Der Verdächtige Abdikerm Eidleh, 42 Jahre alt, wurde in Mogadishu, Somalia, festgenommen. Die Verhaftung erfolgte nach einer Durchsuchung durch die Bundesbehörden und somalische Geheimdienstoffiziere, wie das Justizministerium mitteilte. Eidleh galt als angeblicher Anführer einer umfangreichen Betrugsmasche, die während der Pandemie in Minnesota stattfand. Er hatte vier Jahre lang auf der Flucht gelebt, bevor er in Somalia gefasst wurde.
Die Verhaftung folgte auf eine Anklage vom 22. September 2022, in der Eidleh als Hauptverantwortlicher für eine Untersuchung über einen 250-Millionen-Dollar-Betrug genannt wurde. Die Anklage umfasste 31 Vorwürfe, darunter die Verschwörung zur Durchführung von Geldbetrug, Bestechung und Geldwäsche. Die Ermittler warfen Eidleh vor, persönlich fünf Millionen Dollar in Bestechungsgelder und Zahlungen gesammelt zu haben. Dies geschah, nachdem er Restaurants und Catering-Betriebe dazu veranlasst hatte, die für die Erstattung von Pandemie-Rechnungen eingereichten Belege übertrieben darzustellen.
Eidleh fungierte als Stellvertreter des Hauptverantwortlichen der Masche, Aimee Bock. Bock war bereits verurteilt und erhielt eine Haftstrafe von über 40 Jahren.
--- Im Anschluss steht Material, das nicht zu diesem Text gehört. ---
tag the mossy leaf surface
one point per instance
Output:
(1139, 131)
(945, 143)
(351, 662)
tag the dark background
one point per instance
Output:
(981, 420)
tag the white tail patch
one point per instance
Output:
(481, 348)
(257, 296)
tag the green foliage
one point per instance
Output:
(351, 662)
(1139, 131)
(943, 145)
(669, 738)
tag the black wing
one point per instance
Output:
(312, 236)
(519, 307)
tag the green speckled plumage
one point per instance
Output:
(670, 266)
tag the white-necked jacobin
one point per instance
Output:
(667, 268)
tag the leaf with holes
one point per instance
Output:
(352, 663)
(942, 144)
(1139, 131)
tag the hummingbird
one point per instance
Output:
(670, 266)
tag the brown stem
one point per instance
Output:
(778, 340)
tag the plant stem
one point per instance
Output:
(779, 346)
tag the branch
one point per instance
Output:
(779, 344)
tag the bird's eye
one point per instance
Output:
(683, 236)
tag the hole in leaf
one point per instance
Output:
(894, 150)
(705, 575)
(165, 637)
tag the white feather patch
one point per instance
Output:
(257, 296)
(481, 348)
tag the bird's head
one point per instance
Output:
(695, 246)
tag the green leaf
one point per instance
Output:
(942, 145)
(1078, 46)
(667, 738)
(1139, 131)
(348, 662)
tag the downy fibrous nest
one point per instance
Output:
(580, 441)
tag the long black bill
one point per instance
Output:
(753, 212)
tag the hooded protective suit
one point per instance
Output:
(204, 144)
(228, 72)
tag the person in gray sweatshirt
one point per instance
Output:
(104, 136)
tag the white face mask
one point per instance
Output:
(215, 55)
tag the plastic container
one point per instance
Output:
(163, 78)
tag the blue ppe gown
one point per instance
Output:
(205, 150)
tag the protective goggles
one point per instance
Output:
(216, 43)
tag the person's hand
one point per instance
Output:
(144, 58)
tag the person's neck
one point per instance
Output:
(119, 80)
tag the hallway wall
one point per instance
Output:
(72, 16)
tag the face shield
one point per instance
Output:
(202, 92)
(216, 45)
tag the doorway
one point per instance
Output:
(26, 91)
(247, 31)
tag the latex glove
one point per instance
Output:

Daniel Rosen, Staatsanwalt für Minnesota, bezeichnete Eidleh als eine zentrale Figur und betonte, dass er für die Bestechung und die Rekrutierung von Unternehmen verantwortlich war, um den amerikanischen Steuerzahler zu betrügen. Die Staatsanwaltschaft rechnete an, dass die Gesamtsumme der gestohlenen Gelder in diesen Betrugsfällen eine Milliarde Dollar überschritt.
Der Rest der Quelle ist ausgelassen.